Question

stone thrown vertically upward with speed of 15.5m/s from edge of cliff 75.0m high. how much later does it reach bottom of cliff?

Answer 1

Approximately
`5.66\; {\rm s}`, assuming that
`g = 9.81\; {\rm m\cdot s^(-2)}` and that air resistance is negligible.

Step-by-step explanation:

Let upward be the positive direction. Under the assumptions, acceleration of the stone would be
`a = (-g) = (-9.81)\; {\rm m\cdot s^(-2)}` (negative since the stone is accelerating downward.)

The duration of the flight can be found in the following steps:

• Find velocity right before landing given displacement, initial velocity, and acceleration.
• Find duration of the flight from acceleration and the change in velocity.

In SUVAT equation
`v^(2) - u^(2) = 2\, a\, x`:

• 
  `v` is the final velocity right before landing (needs to be found,)
• 
  `u = 15.5\; {\rm m\cdot s^(-1)}` is the initial velocity,
• 
  `a = (-9.81)\; {\rm m\cdot s^(-2)}` is acceleration, and
• 
  `x = (-75.0)\; {\rm m}` is displacement (downward because the stone landed below where it was launched.)

Rearrange this equation to find
`v`:

`\begin{aligned}v &= \sqrt{u^(2) + 2\, a\, x} \\ &= \sqrt{(15.5)^(2) + 2\, (-9.81)\, (-75.0)} \; {\rm m\cdot s^(-1)} \\ &\approx -40.05\; {\rm m\cdot s^(-1)}\end{aligned}`.

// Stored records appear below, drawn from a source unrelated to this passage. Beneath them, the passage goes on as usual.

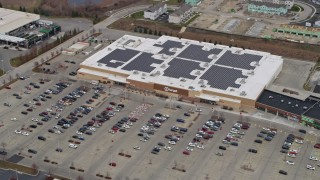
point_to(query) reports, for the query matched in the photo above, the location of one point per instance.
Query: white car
(189, 149)
(35, 119)
(168, 148)
(143, 140)
(310, 167)
(73, 146)
(25, 133)
(290, 162)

In other words, the velocity of this stone has changed from the initial value of
`u = (15.5)\; {\rm m\cdot s^(-1)}` to
`v \approx (-40.05)\; {\rm m\cdot s^(-1)}` during the flight. Divide the change in velocity by acceleration
`a = (-9.81)\; {\rm m\cdot s^(-2)}` (the rate of change in velocity) to find the duration of the flight:

`\begin{aligned}t &= (v - u)/(a) \\ &\approx ((-40.05) - (15.5))/((-9.81))\; {\rm s} \\ &\approx 5.66\; {\rm s}\end{aligned}`.

In other words, the stone would be in the air for approximately
`5.66\; {\rm s}`.